Mon communiqué après la mort de Rémi

Barrage de Sivens : un devoir de transparence et de vérité

Les événements qui se sont déroulés dans la nuit de samedi à dimanche à Sivens laissent aujourd’hui tous les écologistes de France en proie à une profonde tristesse.

Le décès de Remi Fraisse est un drame qui nous concerne tous et toutes. Mes pensées vont d’abord à sa famille, à ses amis et à ses camarades. Ils savent tous que loin du portrait de casseur que certains tentent aujourd’hui de brosser, Rémi était un étudiant de 21 ans de Haute-Garonne, attaché à la défense de l’environnement.

L’absence d’informations claires et la confusion des informations fournies par les autorités à ce jour n’est pas acceptable. Un devoir de transparence et de vérité s’impose aujourd’hui au gouvernement afin de faire toute la lumière sur l’action des forces de l’ordre lors de cette nuit. Le rapport d’autopsie permettra de déterminer les causes précises et exactes de cette mort. Néanmoins, dès maintenant, nous constatons que l’ordre public n’a pas été garanti afin de permettre l’expression de ce mouvement. Dès lundi dernier, j’ai alerté le Préfet et le gouvernement sur la gravité des incidents multiples et sur l’attitude inutilement répressive de certaines forces policières à Sivens.

Je condamne tous les recours à la violence et je regrette les incidents perpétrés par quelques manifestants, venus avec la seule volonté d’un affrontement avec les forces de l’ordre. Mais aucun de ces débordements, ne peut servir d’excuse à ignorer la gravité de la mort de Rémi Fraisse. Aucun de ces débordements ne doit permettre de jeter l’opprobre sur un mouvement pacifique de mobilisation pour l’intérêt général.

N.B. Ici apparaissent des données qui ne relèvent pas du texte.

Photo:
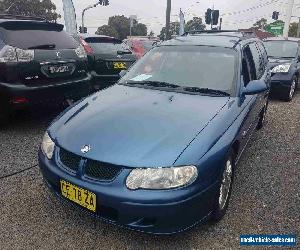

Dès aujourd’hui, je demande l’arrêt immédiat des travaux sur le barrage du Sivens et la mise en place d’une enquête claire et précise sur les agissements de force de l’ordre. Rien ne peut justifier la violence, rien ne peut venir expliquer la mort de ce jeune homme.

Cécile DUFLOT Députée de Paris Ancienne Ministre

Mon témoignage sur Sivens

Noel Mamere et Cécile Duflot à Sivens

Alertée par des militants locaux depuis quelques temps, c’est Noël Mamère qui m’a invité à apporter notre soutien aux opposants pacifiques du barrage de Sivens et à travailler une médiation avec les autorités locales début octobre.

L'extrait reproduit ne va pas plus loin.